16.02.2021 - 10:32 update 15.03.2021 - 11:59
Editors: lukaszmalarzewski

Dr hab. Tomasz Salamon and dr Maciej Mendecki documented a subglacial drainage system developed in the base of the Scandinavian Ice Sheet at the border of the Silesian Lowland and Silesian Upland as a result of large outburst flood events. A spatially complex structure characterized this drainage system, i.e., it was composed of an individual tunnel channel incised in Mesozoic rocks and large esker ridges. The studied forms are unique within the entire southern sector of the Scandinavian Ice Sheet, which, in Central Europe, advanced mainly over soft unconsolidated sediments. The drainage system location and orientation did not result directly from water pressure gradients but was strongly determined by the internal structure of the ice sheet, i.e., it presumably developed along the marginal part of the ice stream supplying the Upper Odra ice lobe, which represented distinct weaknesses within the ice sheet. The drainage system’s development was the effect of the drainage of meltwater stored in the ice sheet system, most probably as a supraglacial lake. The research has been published in Geomorphology.

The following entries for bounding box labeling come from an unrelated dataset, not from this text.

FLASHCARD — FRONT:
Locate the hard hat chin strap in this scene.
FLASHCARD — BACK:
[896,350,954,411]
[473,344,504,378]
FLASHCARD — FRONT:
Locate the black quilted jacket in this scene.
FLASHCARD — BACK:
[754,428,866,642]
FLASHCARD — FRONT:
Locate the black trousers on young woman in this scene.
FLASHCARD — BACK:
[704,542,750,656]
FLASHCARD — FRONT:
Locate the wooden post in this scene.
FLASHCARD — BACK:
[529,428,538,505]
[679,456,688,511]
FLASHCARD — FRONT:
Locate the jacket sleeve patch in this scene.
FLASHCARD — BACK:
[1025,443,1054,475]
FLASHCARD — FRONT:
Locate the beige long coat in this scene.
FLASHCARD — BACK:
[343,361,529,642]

Tomasz Salamon, Maciej Mendecki. 2021. A rare signature of subglacial outburst floods developed along structural ice weaknesses in the southern sector of the Scandinavian Ice Sheet during the Drenthian Glaciation, S Poland. Geomorphology 378, https://doi.org/10.1016/j.geomorph.2021.107593.

Location of the studied drainage system on the background of the ice sheet. Fig. (A) shows the model of ice flow distribution within the Upper Odra ice lobe.